Store image text in latest Sikuli 1.1.4_SNAPSHOT API

kumarkrish85 commented 5 years ago

I am using Sikuli 1.1.4_SNAPSHOT Sikuli XAPI jar in my tool. Earlier i was using 1.1.2 jar. Image text was fetched fine when using 1.1.2 jar. In latest jar it fetches the text but some extra characters are added in it.

I am trying to fetch the text (DemoTestCase) in the below image

demo

I use the code

https://github.com/CognizantQAHub/Cognizant-Intelligent-Test-Scripter/blob/master/Engine/src/main/java/com/cognizant/cognizantits/engine/commands/image/Text.java#L115

find target code

https://github.com/CognizantQAHub/Cognizant-Intelligent-Test-Scripter/blob/master/Engine/src/main/java/com/cognizant/cognizantits/engine/commands/image/ImageCommand.java#L268

I got the below output

instead of "DemoTestCase" it fetches some extra characters are get added like EI DemoTestCase. Please share your inputs to resolve the issue.

when i try to fetch allcommonaction text from the image (refer the image above) it returns

another

kumarkrish85 commented 5 years ago

I did refer the issue https://github.com/RaiMan/SikuliX1/issues/195 and i am using tess4j version 3.5.2

balmma commented 5 years ago

1.1.4 has a new version of Tesseract and might behave quite a bit differently to 1.1.2.

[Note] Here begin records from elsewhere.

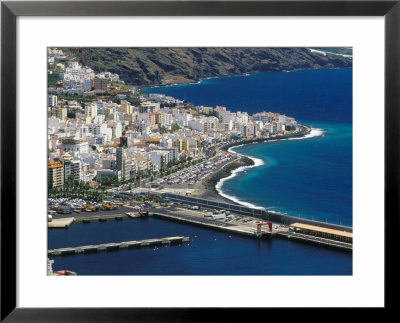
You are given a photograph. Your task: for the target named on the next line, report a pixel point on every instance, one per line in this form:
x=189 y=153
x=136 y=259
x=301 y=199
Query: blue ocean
x=309 y=177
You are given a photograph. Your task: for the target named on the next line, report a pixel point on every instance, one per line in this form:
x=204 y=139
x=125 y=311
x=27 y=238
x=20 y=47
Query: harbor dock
x=118 y=246
x=60 y=223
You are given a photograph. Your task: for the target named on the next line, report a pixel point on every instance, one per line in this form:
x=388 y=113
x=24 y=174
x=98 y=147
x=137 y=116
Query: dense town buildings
x=95 y=138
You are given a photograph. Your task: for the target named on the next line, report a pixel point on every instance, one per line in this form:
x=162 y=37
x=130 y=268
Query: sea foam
x=315 y=132
x=218 y=187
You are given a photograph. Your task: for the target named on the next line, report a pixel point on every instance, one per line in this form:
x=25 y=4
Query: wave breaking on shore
x=315 y=132
x=257 y=162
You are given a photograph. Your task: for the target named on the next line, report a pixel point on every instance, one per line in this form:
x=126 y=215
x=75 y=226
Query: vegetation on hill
x=160 y=66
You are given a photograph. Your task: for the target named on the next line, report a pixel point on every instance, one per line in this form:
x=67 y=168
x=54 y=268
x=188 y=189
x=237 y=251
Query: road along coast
x=211 y=188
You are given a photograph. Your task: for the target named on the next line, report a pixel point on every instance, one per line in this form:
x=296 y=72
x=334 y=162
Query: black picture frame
x=10 y=10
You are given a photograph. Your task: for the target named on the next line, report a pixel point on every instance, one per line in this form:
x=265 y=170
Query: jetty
x=114 y=246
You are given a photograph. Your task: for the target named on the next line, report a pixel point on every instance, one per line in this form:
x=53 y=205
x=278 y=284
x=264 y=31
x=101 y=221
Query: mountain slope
x=154 y=66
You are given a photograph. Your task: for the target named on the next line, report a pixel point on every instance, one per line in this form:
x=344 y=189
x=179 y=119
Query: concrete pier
x=118 y=245
x=60 y=223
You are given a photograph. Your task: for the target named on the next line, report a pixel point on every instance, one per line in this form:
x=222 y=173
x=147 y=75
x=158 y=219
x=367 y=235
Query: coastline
x=200 y=80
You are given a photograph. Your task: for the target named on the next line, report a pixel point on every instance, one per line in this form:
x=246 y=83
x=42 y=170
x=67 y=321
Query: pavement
x=121 y=210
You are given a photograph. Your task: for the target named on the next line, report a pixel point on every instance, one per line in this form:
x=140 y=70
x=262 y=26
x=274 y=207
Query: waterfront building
x=55 y=173
x=58 y=112
x=100 y=84
x=181 y=144
x=147 y=106
x=110 y=173
x=91 y=111
x=74 y=145
x=52 y=101
x=120 y=157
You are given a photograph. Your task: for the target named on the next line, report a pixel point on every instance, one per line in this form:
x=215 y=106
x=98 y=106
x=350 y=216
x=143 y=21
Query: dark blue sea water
x=309 y=177
x=307 y=95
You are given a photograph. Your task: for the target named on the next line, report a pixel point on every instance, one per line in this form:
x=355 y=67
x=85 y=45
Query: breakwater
x=118 y=246
x=262 y=214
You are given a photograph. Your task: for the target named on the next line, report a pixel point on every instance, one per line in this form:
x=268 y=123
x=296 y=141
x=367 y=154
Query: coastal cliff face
x=161 y=66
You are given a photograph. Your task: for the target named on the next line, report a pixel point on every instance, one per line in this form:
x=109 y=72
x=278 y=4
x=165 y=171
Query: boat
x=51 y=272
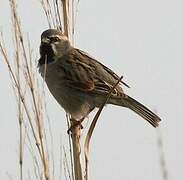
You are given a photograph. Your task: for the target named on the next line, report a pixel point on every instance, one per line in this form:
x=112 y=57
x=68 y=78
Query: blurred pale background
x=141 y=40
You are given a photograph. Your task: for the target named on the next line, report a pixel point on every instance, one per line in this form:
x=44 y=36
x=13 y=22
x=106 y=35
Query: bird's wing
x=87 y=74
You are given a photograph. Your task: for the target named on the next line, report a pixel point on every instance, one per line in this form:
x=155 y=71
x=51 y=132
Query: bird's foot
x=74 y=124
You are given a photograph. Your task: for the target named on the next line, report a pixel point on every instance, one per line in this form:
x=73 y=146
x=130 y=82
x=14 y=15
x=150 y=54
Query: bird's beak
x=45 y=40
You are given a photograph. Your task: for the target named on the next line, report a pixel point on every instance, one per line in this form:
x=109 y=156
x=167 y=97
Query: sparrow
x=79 y=82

You might want to play around with the page segmentation mode. Use the following code to adjust this:

TextRecognizer tr = TextRecognizer.start();
tr.setPSM(1);

Value 1 or 12 might give you better results.

kumarkrish85 commented 5 years ago

Thanks @balmma , can yo please share the docs?

balmma commented 5 years ago

As you seem to try to detect mainly non dictionary words, deactivating the dictionaries might also help:

tr.setVariable("load_system_dawg", "false")
tr.setVariable("load_freq_dawg", "false")

The following is a great resource if you don't get the expected results from the OCR: https://github.com/tesseract-ocr/tesseract/wiki/ImproveQuality

Here you can find some info about OCR usage in SikuliX: https://sikulix-2014.readthedocs.io/en/latest/news.html#revision-of-the-text-and-ocr-feature

kumarkrish85 commented 5 years ago

Thanks @balmma

kumarkrish85 commented 5 years ago

I did try with

TextRecognizer tr = TextRecognizer.start(); tr.setPSM(1);

and updated tesseract OCR to 3.05 , but issue still exists. I have tried with different PSM values like 1,12 and 8.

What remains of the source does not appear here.